O modelo brasileiro de certificação digital é baseado em raiz única. No topo da estrutura está o Instituto Nacional de Tecnologia da Informação (ITI), que atua como Autoridade Certificadora Raiz (AC-Raiz) da Infraestrutura de Chaves Públicas Brasileira — ICP-Brasil.
Cabe ao ITI credenciar e descredenciar as entidades que participam da cadeia de certificação, além de supervisionar e auditar todo o funcionamento do sistema.
Uma Infraestrutura de Chaves Públicas (ICP) estabelece normas técnicas e regulatórias que permitem a interoperabilidade dos certificados digitais utilizados para autenticação, assinatura eletrônica e criptografia.

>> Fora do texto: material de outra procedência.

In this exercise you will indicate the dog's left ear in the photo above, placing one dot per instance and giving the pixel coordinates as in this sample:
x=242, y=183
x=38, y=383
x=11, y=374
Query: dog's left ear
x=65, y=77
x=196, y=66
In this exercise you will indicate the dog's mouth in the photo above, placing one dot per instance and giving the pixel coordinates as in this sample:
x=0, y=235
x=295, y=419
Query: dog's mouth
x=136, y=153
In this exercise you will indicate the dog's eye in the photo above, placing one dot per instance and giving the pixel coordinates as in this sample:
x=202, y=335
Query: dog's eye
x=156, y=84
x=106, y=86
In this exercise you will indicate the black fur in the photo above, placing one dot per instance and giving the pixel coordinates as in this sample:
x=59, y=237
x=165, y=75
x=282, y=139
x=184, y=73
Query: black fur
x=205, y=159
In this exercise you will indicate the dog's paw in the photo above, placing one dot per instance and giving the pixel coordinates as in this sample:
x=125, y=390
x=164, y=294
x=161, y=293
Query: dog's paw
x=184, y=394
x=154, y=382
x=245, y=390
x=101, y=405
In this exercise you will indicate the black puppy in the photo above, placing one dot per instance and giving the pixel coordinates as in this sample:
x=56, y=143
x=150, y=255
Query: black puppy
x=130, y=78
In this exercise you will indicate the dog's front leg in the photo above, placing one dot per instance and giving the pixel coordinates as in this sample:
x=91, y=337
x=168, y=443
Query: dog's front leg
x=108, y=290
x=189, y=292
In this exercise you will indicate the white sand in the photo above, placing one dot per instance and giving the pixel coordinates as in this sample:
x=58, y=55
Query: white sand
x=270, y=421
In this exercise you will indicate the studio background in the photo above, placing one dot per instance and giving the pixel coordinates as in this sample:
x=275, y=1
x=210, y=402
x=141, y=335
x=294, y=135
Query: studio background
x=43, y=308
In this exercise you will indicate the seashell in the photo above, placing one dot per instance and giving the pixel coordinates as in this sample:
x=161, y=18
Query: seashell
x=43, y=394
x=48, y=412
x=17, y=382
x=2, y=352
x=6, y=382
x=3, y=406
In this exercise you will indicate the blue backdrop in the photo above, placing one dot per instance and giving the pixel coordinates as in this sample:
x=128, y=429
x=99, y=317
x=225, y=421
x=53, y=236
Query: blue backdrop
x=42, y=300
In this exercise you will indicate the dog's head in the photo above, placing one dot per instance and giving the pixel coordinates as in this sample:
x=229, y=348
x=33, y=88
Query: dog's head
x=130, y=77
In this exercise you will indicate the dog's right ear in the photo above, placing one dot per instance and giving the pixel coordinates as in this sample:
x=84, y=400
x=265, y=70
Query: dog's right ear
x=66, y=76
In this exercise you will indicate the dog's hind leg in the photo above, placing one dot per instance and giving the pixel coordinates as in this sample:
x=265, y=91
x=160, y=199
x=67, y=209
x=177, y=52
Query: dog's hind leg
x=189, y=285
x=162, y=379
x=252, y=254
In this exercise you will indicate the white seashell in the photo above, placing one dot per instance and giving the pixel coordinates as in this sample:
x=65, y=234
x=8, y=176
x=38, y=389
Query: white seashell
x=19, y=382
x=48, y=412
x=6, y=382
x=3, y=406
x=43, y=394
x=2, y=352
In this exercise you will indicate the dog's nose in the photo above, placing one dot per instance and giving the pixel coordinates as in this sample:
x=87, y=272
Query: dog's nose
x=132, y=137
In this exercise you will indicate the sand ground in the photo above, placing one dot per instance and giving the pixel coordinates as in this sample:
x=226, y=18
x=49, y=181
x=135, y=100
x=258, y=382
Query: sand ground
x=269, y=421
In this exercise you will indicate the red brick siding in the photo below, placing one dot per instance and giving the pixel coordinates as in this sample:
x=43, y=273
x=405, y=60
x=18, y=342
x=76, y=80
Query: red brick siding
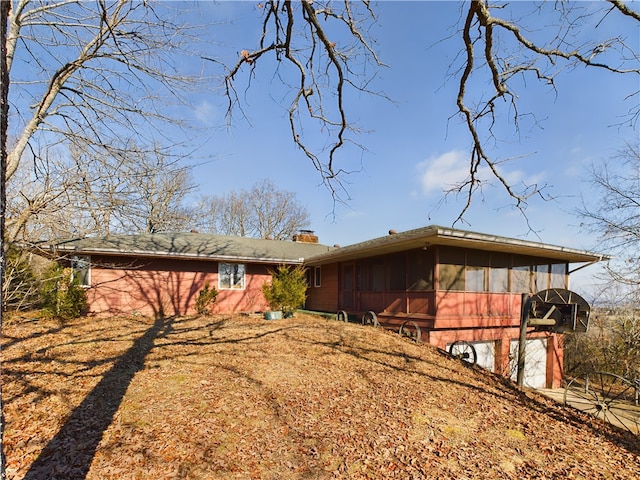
x=125, y=285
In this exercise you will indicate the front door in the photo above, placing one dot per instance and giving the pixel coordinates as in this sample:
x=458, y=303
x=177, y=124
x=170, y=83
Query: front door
x=347, y=282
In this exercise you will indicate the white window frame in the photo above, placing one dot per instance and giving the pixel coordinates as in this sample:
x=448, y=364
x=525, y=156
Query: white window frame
x=232, y=276
x=81, y=263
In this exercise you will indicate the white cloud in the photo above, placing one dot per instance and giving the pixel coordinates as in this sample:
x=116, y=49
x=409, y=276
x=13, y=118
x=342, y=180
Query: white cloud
x=441, y=173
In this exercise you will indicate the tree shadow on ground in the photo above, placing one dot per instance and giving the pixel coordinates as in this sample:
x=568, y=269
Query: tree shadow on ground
x=69, y=454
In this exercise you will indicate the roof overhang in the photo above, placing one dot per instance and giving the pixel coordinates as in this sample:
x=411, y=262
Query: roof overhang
x=434, y=235
x=58, y=252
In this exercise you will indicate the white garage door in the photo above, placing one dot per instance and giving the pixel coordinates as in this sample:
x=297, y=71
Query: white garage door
x=486, y=353
x=535, y=362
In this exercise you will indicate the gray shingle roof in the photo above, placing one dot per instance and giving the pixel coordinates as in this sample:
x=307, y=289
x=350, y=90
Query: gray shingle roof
x=437, y=235
x=191, y=246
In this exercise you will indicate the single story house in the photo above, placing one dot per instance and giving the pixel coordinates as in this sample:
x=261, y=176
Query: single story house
x=454, y=285
x=161, y=274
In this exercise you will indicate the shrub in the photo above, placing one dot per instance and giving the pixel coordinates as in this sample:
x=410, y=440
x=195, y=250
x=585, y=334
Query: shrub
x=206, y=298
x=287, y=289
x=62, y=296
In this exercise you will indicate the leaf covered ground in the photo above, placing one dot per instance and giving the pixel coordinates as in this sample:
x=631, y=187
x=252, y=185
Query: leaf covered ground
x=301, y=398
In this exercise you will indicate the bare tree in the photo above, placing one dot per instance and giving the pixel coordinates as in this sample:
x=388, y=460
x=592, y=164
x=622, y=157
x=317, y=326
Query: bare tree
x=90, y=73
x=506, y=45
x=100, y=192
x=321, y=52
x=263, y=212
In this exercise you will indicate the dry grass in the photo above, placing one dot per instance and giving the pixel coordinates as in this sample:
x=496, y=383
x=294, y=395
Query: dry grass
x=224, y=398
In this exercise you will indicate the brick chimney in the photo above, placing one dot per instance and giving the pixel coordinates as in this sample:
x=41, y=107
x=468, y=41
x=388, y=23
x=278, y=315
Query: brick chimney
x=305, y=236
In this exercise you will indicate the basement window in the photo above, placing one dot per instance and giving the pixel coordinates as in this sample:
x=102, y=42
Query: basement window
x=231, y=276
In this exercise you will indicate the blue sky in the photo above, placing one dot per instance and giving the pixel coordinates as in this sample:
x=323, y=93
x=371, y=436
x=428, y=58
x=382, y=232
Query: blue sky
x=414, y=143
x=414, y=146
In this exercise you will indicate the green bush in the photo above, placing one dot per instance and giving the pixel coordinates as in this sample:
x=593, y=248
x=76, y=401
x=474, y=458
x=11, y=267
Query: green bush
x=287, y=289
x=206, y=298
x=62, y=296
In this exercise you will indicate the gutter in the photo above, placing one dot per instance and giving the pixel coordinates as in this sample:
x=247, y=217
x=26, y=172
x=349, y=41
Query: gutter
x=184, y=256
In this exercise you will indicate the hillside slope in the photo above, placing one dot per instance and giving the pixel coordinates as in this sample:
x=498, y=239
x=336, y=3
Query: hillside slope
x=303, y=398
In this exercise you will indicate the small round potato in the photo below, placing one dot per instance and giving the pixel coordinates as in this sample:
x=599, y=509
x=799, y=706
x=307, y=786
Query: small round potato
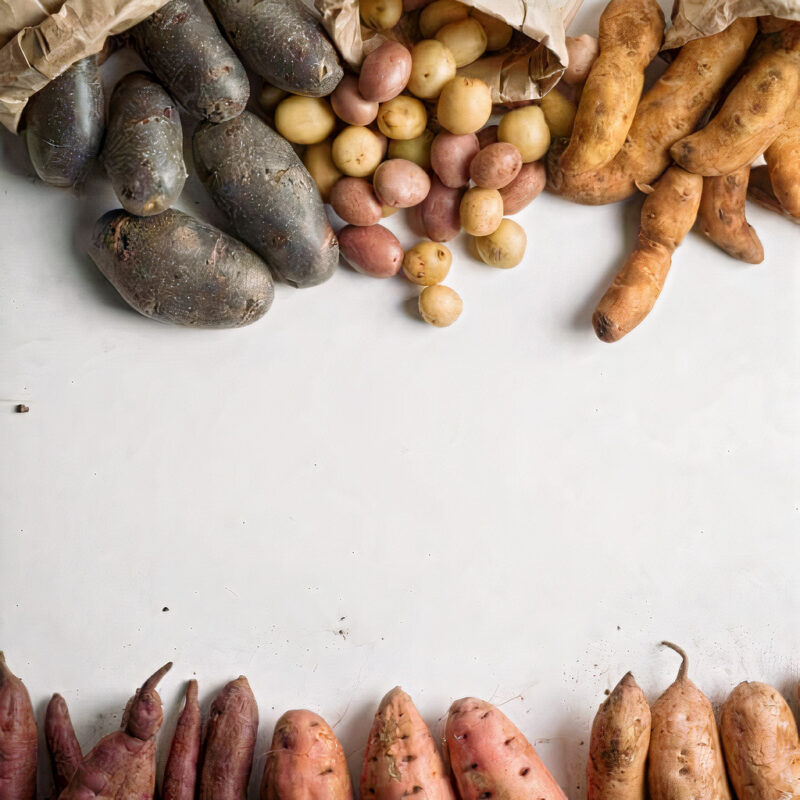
x=402, y=117
x=465, y=39
x=350, y=106
x=496, y=165
x=304, y=120
x=465, y=105
x=385, y=72
x=432, y=66
x=505, y=247
x=440, y=306
x=527, y=129
x=427, y=263
x=401, y=183
x=380, y=15
x=354, y=200
x=481, y=211
x=357, y=151
x=319, y=163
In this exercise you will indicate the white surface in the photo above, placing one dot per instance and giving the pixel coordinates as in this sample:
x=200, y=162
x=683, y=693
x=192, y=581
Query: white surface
x=506, y=508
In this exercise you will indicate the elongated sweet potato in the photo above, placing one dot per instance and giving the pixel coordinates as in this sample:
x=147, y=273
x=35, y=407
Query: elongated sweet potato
x=180, y=772
x=490, y=757
x=228, y=743
x=685, y=760
x=762, y=748
x=122, y=765
x=401, y=758
x=64, y=124
x=183, y=46
x=17, y=738
x=618, y=746
x=257, y=180
x=177, y=269
x=305, y=761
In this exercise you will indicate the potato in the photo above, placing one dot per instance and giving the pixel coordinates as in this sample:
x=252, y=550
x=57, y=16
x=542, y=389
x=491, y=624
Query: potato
x=465, y=105
x=527, y=129
x=350, y=106
x=380, y=15
x=496, y=165
x=432, y=66
x=402, y=117
x=355, y=201
x=427, y=263
x=357, y=151
x=400, y=183
x=283, y=42
x=440, y=13
x=373, y=251
x=439, y=306
x=385, y=72
x=174, y=268
x=143, y=151
x=465, y=39
x=257, y=180
x=304, y=120
x=183, y=46
x=481, y=211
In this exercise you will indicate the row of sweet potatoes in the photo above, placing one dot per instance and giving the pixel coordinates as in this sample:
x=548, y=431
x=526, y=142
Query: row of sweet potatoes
x=672, y=750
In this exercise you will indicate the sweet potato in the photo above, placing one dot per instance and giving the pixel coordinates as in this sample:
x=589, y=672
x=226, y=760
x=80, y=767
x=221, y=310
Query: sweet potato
x=762, y=748
x=257, y=180
x=618, y=745
x=490, y=757
x=17, y=738
x=685, y=759
x=630, y=34
x=62, y=743
x=174, y=268
x=401, y=758
x=228, y=743
x=64, y=124
x=721, y=216
x=305, y=761
x=122, y=765
x=180, y=772
x=751, y=116
x=183, y=46
x=667, y=216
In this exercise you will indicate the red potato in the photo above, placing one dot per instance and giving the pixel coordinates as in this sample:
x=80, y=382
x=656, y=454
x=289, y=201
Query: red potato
x=17, y=738
x=305, y=761
x=490, y=758
x=180, y=773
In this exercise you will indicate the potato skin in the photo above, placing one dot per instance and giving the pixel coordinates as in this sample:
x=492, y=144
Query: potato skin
x=256, y=178
x=177, y=269
x=283, y=42
x=143, y=151
x=64, y=124
x=183, y=47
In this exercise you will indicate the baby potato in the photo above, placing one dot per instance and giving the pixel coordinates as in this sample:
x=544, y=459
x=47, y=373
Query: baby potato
x=505, y=247
x=427, y=263
x=465, y=105
x=304, y=120
x=465, y=39
x=481, y=211
x=432, y=66
x=380, y=15
x=402, y=117
x=439, y=306
x=350, y=106
x=357, y=151
x=527, y=129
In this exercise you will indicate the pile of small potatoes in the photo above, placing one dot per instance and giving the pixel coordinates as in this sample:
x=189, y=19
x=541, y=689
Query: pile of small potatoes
x=410, y=132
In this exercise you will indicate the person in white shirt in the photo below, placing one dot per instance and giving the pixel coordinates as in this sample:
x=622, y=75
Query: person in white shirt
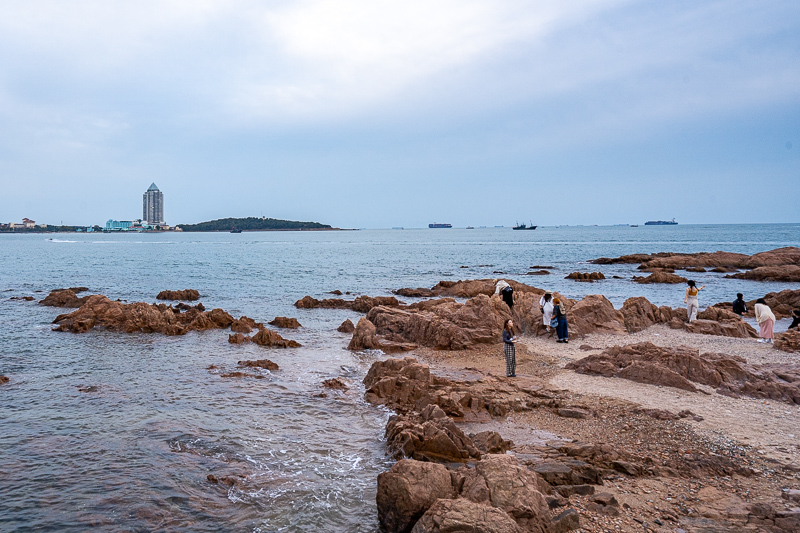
x=765, y=319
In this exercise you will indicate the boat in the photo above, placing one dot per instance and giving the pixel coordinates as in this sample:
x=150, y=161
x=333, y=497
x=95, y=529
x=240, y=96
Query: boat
x=524, y=226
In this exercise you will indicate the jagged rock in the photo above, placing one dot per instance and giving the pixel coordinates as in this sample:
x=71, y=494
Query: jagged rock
x=660, y=277
x=346, y=327
x=586, y=276
x=788, y=341
x=186, y=294
x=285, y=322
x=430, y=436
x=453, y=516
x=260, y=363
x=679, y=367
x=139, y=317
x=267, y=337
x=407, y=491
x=789, y=273
x=63, y=298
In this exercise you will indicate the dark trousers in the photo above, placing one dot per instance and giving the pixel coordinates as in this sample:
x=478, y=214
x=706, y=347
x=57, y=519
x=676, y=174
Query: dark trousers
x=561, y=328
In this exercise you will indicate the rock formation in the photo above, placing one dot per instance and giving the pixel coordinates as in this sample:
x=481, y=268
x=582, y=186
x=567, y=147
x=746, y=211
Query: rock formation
x=189, y=295
x=684, y=367
x=586, y=276
x=660, y=276
x=285, y=322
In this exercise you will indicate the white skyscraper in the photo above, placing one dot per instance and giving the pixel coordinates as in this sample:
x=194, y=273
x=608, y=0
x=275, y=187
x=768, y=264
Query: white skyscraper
x=153, y=206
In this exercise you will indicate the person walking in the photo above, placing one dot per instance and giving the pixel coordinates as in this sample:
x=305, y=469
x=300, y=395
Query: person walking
x=546, y=307
x=690, y=299
x=510, y=350
x=739, y=305
x=766, y=321
x=560, y=313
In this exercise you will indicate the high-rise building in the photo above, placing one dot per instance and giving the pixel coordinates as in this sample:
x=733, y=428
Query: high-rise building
x=153, y=206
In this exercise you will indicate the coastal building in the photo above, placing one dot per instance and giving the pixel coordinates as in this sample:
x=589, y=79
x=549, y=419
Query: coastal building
x=153, y=206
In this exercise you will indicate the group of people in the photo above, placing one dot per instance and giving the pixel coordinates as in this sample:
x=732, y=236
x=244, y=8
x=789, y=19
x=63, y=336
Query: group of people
x=554, y=317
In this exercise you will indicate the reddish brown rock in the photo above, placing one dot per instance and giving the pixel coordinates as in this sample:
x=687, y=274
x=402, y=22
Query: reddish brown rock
x=189, y=295
x=285, y=322
x=648, y=363
x=450, y=516
x=259, y=363
x=788, y=341
x=408, y=490
x=346, y=327
x=267, y=337
x=63, y=298
x=789, y=273
x=586, y=276
x=660, y=277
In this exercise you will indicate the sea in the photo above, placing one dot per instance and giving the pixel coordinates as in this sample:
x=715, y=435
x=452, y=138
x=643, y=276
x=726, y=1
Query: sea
x=119, y=432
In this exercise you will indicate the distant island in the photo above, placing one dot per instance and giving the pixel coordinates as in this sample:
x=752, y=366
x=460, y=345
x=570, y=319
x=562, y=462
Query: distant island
x=253, y=224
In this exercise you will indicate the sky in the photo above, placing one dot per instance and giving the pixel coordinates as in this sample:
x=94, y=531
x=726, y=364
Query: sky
x=374, y=114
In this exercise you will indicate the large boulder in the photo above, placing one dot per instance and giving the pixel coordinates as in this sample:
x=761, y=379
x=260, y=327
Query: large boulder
x=790, y=273
x=683, y=367
x=462, y=516
x=189, y=295
x=407, y=491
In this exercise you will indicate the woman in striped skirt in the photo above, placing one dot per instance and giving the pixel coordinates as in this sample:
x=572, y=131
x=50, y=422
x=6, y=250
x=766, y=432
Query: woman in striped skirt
x=510, y=350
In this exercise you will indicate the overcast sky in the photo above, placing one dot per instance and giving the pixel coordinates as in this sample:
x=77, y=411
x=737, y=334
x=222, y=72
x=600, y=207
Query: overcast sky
x=377, y=114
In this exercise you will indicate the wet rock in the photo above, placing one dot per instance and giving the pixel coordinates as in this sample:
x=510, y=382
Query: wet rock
x=267, y=337
x=460, y=515
x=679, y=367
x=586, y=276
x=408, y=490
x=346, y=327
x=660, y=277
x=335, y=383
x=788, y=341
x=63, y=298
x=285, y=322
x=186, y=295
x=491, y=442
x=790, y=273
x=259, y=363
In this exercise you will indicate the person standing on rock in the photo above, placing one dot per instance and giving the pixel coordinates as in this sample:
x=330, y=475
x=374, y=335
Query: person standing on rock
x=765, y=319
x=739, y=305
x=560, y=313
x=510, y=350
x=690, y=299
x=546, y=307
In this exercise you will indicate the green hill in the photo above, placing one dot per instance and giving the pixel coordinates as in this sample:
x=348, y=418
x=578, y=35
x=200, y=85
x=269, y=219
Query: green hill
x=252, y=224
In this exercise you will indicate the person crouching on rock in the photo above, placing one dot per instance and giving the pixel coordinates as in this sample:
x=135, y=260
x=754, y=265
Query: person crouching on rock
x=765, y=319
x=546, y=307
x=690, y=299
x=739, y=305
x=510, y=350
x=560, y=313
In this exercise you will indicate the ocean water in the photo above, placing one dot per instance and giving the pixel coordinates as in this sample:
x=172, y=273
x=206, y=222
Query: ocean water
x=134, y=454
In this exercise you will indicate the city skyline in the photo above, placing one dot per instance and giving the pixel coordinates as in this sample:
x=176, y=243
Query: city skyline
x=577, y=112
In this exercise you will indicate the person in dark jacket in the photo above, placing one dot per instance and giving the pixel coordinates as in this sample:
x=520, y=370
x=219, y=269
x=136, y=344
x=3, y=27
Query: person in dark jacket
x=510, y=350
x=795, y=319
x=560, y=313
x=739, y=305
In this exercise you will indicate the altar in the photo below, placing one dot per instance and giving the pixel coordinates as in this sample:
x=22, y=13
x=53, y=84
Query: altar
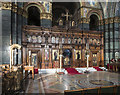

Esses padrões formam uma cadeia de confiança que garante, por meio de evidências matemáticas, atributos essenciais às transações digitais, como autoria, integridade, autenticidade, confidencialidade e temporalidade, assegurando o não repúdio dos atos realizados no ambiente eletrônico.
O certificado digital é um conjunto de dados emitido por uma Autoridade Certificadora (AC) após a validação da identidade do titular, realizada por uma Autoridade de Registro (AR). Esse processo garante o caráter personalíssimo do certificado.
Os certificados podem ser emitidos para pessoas físicas, pessoas jurídicas, equipamentos ou aplicações, permitindo identificar com segurança quem realiza determinada operação no ambiente digital.
A ICP-Brasil é, portanto, o conjunto de normas, requisitos técnicos e entidades que sustentam esse ecossistema. Esses requisitos incluem a homologação de hardware e software, além dos procedimentos que regulam todo o ciclo de vida dos certificados digitais, da emissão à revogação.
Estrutura da ICP-Brasil
A ICP-Brasil é formada por uma cadeia hierárquica de confiança composta por:
- Autoridade Certificadora Raiz (AC-Raiz)
- Autoridades Certificadoras (AC)
- Autoridades de Registro (AR)
A governança do sistema é exercida pelo Comitê Gestor da ICP-Brasil, responsável por definir as políticas e diretrizes da infraestrutura.
Também integram esse ecossistema outras entidades especializadas, como:
- Autoridade de Carimbo do Tempo (ACT)
- Entidade Emissora de Atributo (EEA)
- Prestadores de Serviço de Suporte (PSS)
- Prestadores de Serviços de Confiança (PSC)
Essas entidades ampliam as funcionalidades da certificação digital e fortalecem o ambiente de confiança nas transações eletrônicas realizadas no Brasil.